Liverpool Sound and Vision Rating 8.5/10
Cast: Jessica Hoffman, Richard Dufty, Neil Johnson.
There will always hopefully be adaptations of William Shakespeare’s plays in one form or another, the 1960s television series The Forbidden Planet is one such form in which the son of Stratford play The Tempest has been looted and perhaps in some ways abused; it is the nature of things that great works, in some cases legendary, can either be taken down with a sense of cruel irony or, as in the case of This Last Tempest, just enhance what has gone before.
This Last Tempest is refreshingly simple and yet overwhelmingly and crushingly superb. It gives the audience that rare moment from story-telling, the chance to see what happens when the main body of work is over. In this case after Prospero and Miranda sail back for home, leaving the misshapen and abused Caliban and the sprite Ariel to digest and understand all that they have gone through and how they will now react to the sudden freedom imposed on them by Prospero’s departure.
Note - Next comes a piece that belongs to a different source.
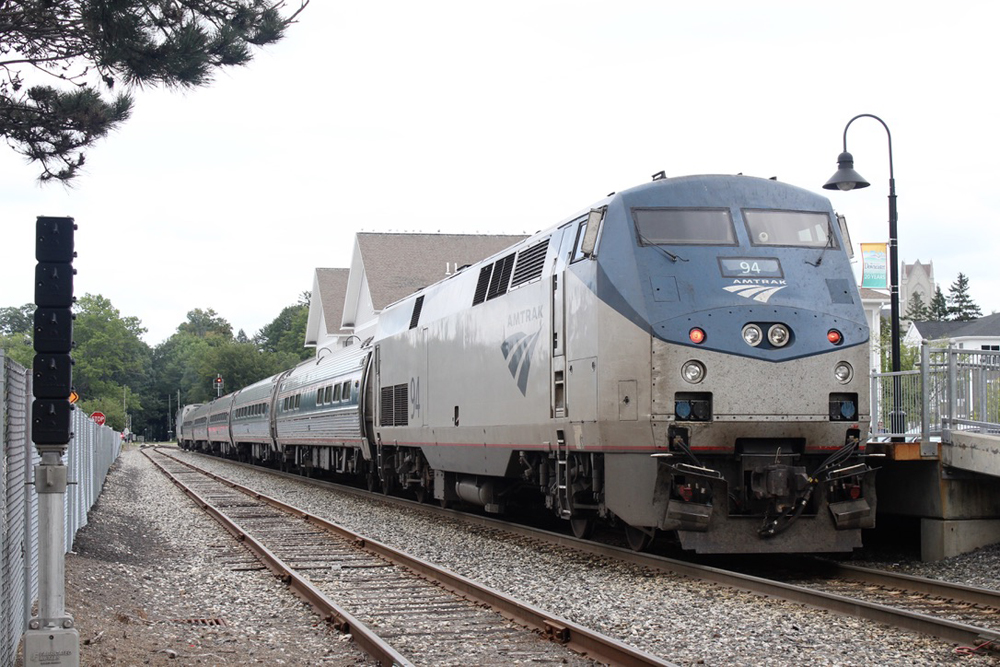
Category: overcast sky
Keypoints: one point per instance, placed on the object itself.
(507, 117)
Where This Last Tempest succeeds in absolute droves, aside from the spectral themes and unearthly like quality of the set, is to bring home the point succinctly and with great acting ability is the thought that violence and cruelty meted out is soon returned by the victim of such abuse further down the chain. The relationship of Ariel and Caliban is changed and the way that the company have put across the idea of what spiteful maliciousness means arguably puts the audience’s minds to what happens when independence is gained, be it in the form of personal freedom or in the wider context of a nation coming to terms with its own past in its political struggle. When the person you hate has left suddenly, where does that spiteful anger, which is still there burning away, go? It quickly turns inwards and against those which at one time may have been allies in the fight against vicious oppression.
The collaboration between Fuel and The Uninvited Guests has produced something truly magical and raised a thought on the very nature of cruelty, is it inherent in us all or is it learned? This Last Tempest quite rightly doesn’t offer a solution but has the audience thinking about one of the very base emotions that plagues humanity, that of post-cruelty revenge.
This Last Tempest is a beast of a production and yet contained so well within a 75 minute time frame. The performances by Jessica Hoffman as the spirit Ariel and Richard Dufty as the tortured Caliban are an absolute knock out and the music provided by Neil Johnson fits perfectly with the rage of oppression superbly well.
This Last Tempest is a perfect starter to the Unity Theatre’s spring season, dramatic, exposing, full of bitterness, recrimination and ultimately destruction, arguably a challenge to write and yet captured wonderfully. It would have possibly remained a hidden gem but some things are too accomplished to lock away out of sight.